Portrait of a Character – Azar Hamidi
Azar was created as a small statement in The Light. That Star Trek fanfiction story is dominated by Jewish characters, so I wanted there to be a Muslim character as well, who would be friends with them. Azar was to be a quick mentioning but it would be obvious that differences would have been set aside long ago, and replaced with understanding.
Azar is portrayed by Arnold Vosloo.
While writing Reflections Down a Corridor, he came into even sharper focus.
Smart and pleasant, Azar is respectful and polite with his peers, and is well-liked. As a Security Crewman, he is promoted to the rank of Ensign. In the E2 timeline, he starts off in Engineering, but is still promoted to Ensign and ends up in Security at some point.
Starting in Reflections, he and Ramih Azar compete for Maryam, who is afraid that she’ll choose the wrong man. Since she is expecting an arranged marriage, she works with Phlox to try to determine who will be the one. Azar is chosen not so much for his looks (although Maryam does think he’s better-looking than Ramih), but for his answer to the question of what he would do if he were not chosen to be her husband. Their marriage is a good one, and they have a son, Ali, in both kicks back in time.
In the prime timeline, in A Hazy Shade, it is implied that they may have wed then, too. I haven’t decided yet.

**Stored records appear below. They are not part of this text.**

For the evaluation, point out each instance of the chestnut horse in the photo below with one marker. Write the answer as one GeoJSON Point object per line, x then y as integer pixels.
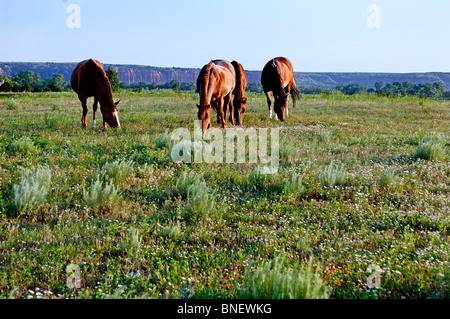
{"type": "Point", "coordinates": [278, 77]}
{"type": "Point", "coordinates": [215, 84]}
{"type": "Point", "coordinates": [239, 100]}
{"type": "Point", "coordinates": [89, 79]}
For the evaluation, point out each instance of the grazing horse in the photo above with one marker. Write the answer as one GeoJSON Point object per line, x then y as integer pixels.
{"type": "Point", "coordinates": [89, 79]}
{"type": "Point", "coordinates": [239, 100]}
{"type": "Point", "coordinates": [278, 77]}
{"type": "Point", "coordinates": [215, 84]}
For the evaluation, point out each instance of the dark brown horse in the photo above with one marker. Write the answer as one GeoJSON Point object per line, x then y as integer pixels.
{"type": "Point", "coordinates": [278, 77]}
{"type": "Point", "coordinates": [239, 100]}
{"type": "Point", "coordinates": [89, 79]}
{"type": "Point", "coordinates": [215, 84]}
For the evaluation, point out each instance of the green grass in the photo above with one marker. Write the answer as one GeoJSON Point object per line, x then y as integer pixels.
{"type": "Point", "coordinates": [139, 225]}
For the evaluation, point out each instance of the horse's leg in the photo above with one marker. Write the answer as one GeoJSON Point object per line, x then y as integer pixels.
{"type": "Point", "coordinates": [269, 102]}
{"type": "Point", "coordinates": [94, 107]}
{"type": "Point", "coordinates": [229, 101]}
{"type": "Point", "coordinates": [220, 109]}
{"type": "Point", "coordinates": [83, 100]}
{"type": "Point", "coordinates": [214, 106]}
{"type": "Point", "coordinates": [287, 90]}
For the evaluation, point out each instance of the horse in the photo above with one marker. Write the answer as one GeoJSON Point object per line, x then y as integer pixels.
{"type": "Point", "coordinates": [278, 76]}
{"type": "Point", "coordinates": [89, 79]}
{"type": "Point", "coordinates": [239, 100]}
{"type": "Point", "coordinates": [215, 85]}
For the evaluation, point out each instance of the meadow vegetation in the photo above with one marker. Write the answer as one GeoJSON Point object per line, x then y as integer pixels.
{"type": "Point", "coordinates": [361, 196]}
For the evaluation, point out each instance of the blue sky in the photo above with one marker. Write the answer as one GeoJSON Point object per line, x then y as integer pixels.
{"type": "Point", "coordinates": [317, 36]}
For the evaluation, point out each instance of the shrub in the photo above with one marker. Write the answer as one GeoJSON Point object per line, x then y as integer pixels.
{"type": "Point", "coordinates": [172, 230]}
{"type": "Point", "coordinates": [271, 280]}
{"type": "Point", "coordinates": [23, 145]}
{"type": "Point", "coordinates": [332, 175]}
{"type": "Point", "coordinates": [432, 147]}
{"type": "Point", "coordinates": [145, 139]}
{"type": "Point", "coordinates": [286, 152]}
{"type": "Point", "coordinates": [102, 196]}
{"type": "Point", "coordinates": [32, 188]}
{"type": "Point", "coordinates": [12, 105]}
{"type": "Point", "coordinates": [118, 170]}
{"type": "Point", "coordinates": [186, 180]}
{"type": "Point", "coordinates": [388, 177]}
{"type": "Point", "coordinates": [163, 140]}
{"type": "Point", "coordinates": [200, 202]}
{"type": "Point", "coordinates": [294, 186]}
{"type": "Point", "coordinates": [145, 170]}
{"type": "Point", "coordinates": [260, 174]}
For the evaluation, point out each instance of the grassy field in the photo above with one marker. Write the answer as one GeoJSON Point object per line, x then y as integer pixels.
{"type": "Point", "coordinates": [358, 209]}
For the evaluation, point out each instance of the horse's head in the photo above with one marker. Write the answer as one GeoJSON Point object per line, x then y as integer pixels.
{"type": "Point", "coordinates": [239, 109]}
{"type": "Point", "coordinates": [280, 105]}
{"type": "Point", "coordinates": [204, 114]}
{"type": "Point", "coordinates": [111, 115]}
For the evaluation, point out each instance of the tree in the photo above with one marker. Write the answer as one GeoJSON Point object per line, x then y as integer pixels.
{"type": "Point", "coordinates": [27, 77]}
{"type": "Point", "coordinates": [378, 86]}
{"type": "Point", "coordinates": [56, 83]}
{"type": "Point", "coordinates": [113, 77]}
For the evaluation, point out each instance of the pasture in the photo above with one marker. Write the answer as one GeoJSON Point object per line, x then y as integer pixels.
{"type": "Point", "coordinates": [359, 204]}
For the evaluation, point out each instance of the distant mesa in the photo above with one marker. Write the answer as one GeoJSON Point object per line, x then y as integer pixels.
{"type": "Point", "coordinates": [160, 75]}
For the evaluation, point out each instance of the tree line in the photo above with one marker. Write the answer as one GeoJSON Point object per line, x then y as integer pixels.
{"type": "Point", "coordinates": [28, 81]}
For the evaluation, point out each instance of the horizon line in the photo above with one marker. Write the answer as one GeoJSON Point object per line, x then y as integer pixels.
{"type": "Point", "coordinates": [198, 68]}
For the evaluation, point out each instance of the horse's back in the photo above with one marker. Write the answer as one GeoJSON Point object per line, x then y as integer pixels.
{"type": "Point", "coordinates": [87, 77]}
{"type": "Point", "coordinates": [277, 70]}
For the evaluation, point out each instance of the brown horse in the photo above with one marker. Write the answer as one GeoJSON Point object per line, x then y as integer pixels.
{"type": "Point", "coordinates": [89, 79]}
{"type": "Point", "coordinates": [239, 100]}
{"type": "Point", "coordinates": [215, 84]}
{"type": "Point", "coordinates": [278, 77]}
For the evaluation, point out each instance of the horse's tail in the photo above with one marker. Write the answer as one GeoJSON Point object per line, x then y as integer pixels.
{"type": "Point", "coordinates": [241, 79]}
{"type": "Point", "coordinates": [206, 77]}
{"type": "Point", "coordinates": [295, 92]}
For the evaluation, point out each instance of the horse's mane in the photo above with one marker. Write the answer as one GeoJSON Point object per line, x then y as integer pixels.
{"type": "Point", "coordinates": [275, 79]}
{"type": "Point", "coordinates": [241, 79]}
{"type": "Point", "coordinates": [103, 77]}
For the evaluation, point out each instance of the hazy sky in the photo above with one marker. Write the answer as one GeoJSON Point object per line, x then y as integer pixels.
{"type": "Point", "coordinates": [316, 35]}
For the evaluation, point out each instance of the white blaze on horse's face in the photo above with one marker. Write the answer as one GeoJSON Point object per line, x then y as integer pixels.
{"type": "Point", "coordinates": [116, 115]}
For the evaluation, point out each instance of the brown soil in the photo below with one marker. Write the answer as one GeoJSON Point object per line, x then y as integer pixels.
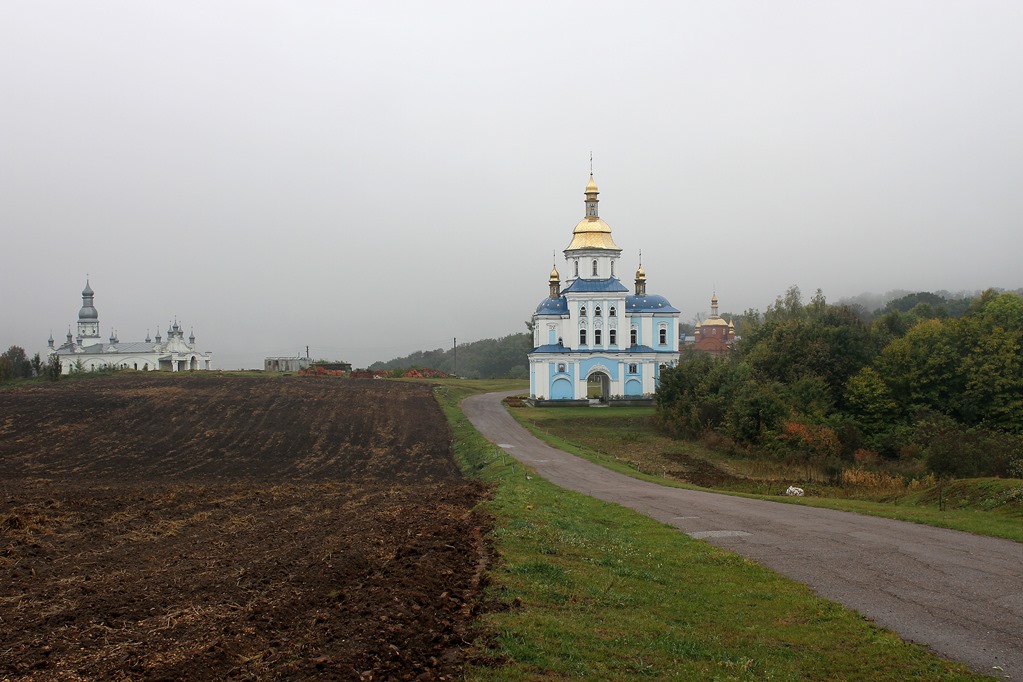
{"type": "Point", "coordinates": [208, 528]}
{"type": "Point", "coordinates": [700, 471]}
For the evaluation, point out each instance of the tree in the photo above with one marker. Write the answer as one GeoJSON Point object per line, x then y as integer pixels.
{"type": "Point", "coordinates": [53, 368]}
{"type": "Point", "coordinates": [17, 364]}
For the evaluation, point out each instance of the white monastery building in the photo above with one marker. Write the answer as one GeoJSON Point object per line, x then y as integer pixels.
{"type": "Point", "coordinates": [594, 332]}
{"type": "Point", "coordinates": [88, 353]}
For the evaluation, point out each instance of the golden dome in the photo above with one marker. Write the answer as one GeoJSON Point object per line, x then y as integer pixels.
{"type": "Point", "coordinates": [592, 233]}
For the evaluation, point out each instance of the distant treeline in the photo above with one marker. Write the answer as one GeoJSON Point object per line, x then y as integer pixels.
{"type": "Point", "coordinates": [926, 380]}
{"type": "Point", "coordinates": [486, 359]}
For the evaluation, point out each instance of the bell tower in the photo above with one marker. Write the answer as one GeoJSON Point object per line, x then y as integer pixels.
{"type": "Point", "coordinates": [88, 319]}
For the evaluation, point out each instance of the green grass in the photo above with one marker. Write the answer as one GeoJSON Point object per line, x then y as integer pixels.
{"type": "Point", "coordinates": [595, 591]}
{"type": "Point", "coordinates": [625, 440]}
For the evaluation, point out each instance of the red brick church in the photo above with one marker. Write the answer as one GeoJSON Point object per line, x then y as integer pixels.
{"type": "Point", "coordinates": [714, 335]}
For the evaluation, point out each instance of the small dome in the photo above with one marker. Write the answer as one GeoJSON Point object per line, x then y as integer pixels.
{"type": "Point", "coordinates": [559, 306]}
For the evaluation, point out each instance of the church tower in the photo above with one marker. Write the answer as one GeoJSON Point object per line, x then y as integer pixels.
{"type": "Point", "coordinates": [88, 319]}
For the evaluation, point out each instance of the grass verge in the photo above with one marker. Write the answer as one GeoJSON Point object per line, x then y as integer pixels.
{"type": "Point", "coordinates": [624, 440]}
{"type": "Point", "coordinates": [595, 591]}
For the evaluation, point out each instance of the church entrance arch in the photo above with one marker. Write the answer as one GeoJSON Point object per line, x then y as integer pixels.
{"type": "Point", "coordinates": [598, 385]}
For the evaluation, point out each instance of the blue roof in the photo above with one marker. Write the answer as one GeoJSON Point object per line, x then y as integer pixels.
{"type": "Point", "coordinates": [612, 284]}
{"type": "Point", "coordinates": [559, 306]}
{"type": "Point", "coordinates": [558, 348]}
{"type": "Point", "coordinates": [649, 303]}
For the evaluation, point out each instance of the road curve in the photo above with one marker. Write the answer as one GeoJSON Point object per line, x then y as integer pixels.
{"type": "Point", "coordinates": [960, 594]}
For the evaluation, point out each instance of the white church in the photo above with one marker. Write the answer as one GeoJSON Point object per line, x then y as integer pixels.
{"type": "Point", "coordinates": [88, 353]}
{"type": "Point", "coordinates": [593, 332]}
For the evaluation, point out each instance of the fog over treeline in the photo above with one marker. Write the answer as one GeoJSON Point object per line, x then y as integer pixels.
{"type": "Point", "coordinates": [371, 179]}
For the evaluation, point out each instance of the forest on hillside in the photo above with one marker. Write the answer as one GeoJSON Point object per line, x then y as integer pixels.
{"type": "Point", "coordinates": [485, 359]}
{"type": "Point", "coordinates": [926, 382]}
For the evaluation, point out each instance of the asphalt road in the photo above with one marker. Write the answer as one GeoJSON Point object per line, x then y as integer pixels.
{"type": "Point", "coordinates": [958, 593]}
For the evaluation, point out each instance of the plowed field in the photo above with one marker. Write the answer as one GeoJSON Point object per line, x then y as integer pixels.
{"type": "Point", "coordinates": [208, 528]}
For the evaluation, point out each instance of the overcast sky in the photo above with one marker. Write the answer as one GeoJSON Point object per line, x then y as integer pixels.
{"type": "Point", "coordinates": [375, 178]}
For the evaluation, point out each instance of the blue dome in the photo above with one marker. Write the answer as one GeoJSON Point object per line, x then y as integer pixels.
{"type": "Point", "coordinates": [559, 306]}
{"type": "Point", "coordinates": [649, 303]}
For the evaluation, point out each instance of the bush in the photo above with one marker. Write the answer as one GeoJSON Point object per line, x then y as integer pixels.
{"type": "Point", "coordinates": [953, 450]}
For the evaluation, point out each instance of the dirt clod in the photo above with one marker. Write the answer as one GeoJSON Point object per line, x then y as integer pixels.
{"type": "Point", "coordinates": [211, 528]}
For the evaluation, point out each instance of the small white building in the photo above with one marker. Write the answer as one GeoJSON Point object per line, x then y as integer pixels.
{"type": "Point", "coordinates": [88, 353]}
{"type": "Point", "coordinates": [593, 331]}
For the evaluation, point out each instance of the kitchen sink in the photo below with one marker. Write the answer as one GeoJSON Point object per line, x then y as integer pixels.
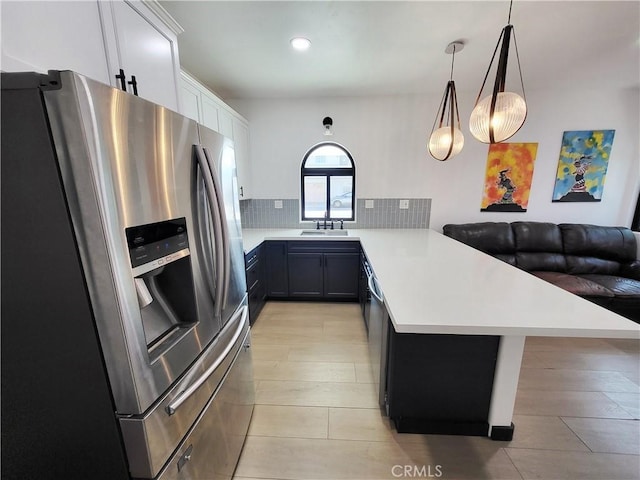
{"type": "Point", "coordinates": [325, 233]}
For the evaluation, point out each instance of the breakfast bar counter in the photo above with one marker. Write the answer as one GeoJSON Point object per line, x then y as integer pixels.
{"type": "Point", "coordinates": [434, 285]}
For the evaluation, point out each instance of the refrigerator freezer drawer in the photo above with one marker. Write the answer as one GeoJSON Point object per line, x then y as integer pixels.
{"type": "Point", "coordinates": [212, 447]}
{"type": "Point", "coordinates": [150, 439]}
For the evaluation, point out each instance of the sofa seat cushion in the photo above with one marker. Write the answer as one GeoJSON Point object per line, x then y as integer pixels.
{"type": "Point", "coordinates": [539, 261]}
{"type": "Point", "coordinates": [574, 284]}
{"type": "Point", "coordinates": [621, 287]}
{"type": "Point", "coordinates": [494, 238]}
{"type": "Point", "coordinates": [611, 243]}
{"type": "Point", "coordinates": [537, 237]}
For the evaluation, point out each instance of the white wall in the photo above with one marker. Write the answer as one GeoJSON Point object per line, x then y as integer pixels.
{"type": "Point", "coordinates": [387, 137]}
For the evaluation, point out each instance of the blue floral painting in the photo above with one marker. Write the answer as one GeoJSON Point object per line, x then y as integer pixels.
{"type": "Point", "coordinates": [582, 168]}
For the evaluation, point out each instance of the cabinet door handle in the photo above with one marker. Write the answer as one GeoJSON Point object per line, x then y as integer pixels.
{"type": "Point", "coordinates": [123, 80]}
{"type": "Point", "coordinates": [134, 84]}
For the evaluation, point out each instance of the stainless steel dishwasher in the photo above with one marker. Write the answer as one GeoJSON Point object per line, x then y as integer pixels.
{"type": "Point", "coordinates": [378, 323]}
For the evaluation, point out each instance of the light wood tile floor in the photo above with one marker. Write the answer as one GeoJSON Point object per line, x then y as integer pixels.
{"type": "Point", "coordinates": [577, 411]}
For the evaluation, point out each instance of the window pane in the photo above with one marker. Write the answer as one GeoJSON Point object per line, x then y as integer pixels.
{"type": "Point", "coordinates": [328, 156]}
{"type": "Point", "coordinates": [341, 197]}
{"type": "Point", "coordinates": [315, 196]}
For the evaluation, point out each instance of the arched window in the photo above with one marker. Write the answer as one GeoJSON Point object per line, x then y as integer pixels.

While I have not specifically written a Mirror Universe version of Azar, there are no impediments to his existence.
I can see him as being less disciplined and kind (like most denizens of the Mirror), and probably not as religious. In Bread, I establish that practicing faith in the Mirror is not something you want to do at all openly. Hence, much like Leah Benson, he might be a secretly religious person.
This could make him vulnerable in many ways, possibly to blackmail or the like.
“‘I would do nothing. At least, not to start, for it would hurt so much. I cannot predict the future. If marriage were to be a possibility at a later date, I feel I would take it, for I do not wish to be alone forever. But I would not seek it, at least not to start. And I would wish Maryam and her new husband well, for marriage is so difficult, and all I want is for her to be happy.’”
For a character who was created to make a point, I like how he ended up, particularly with Maryam.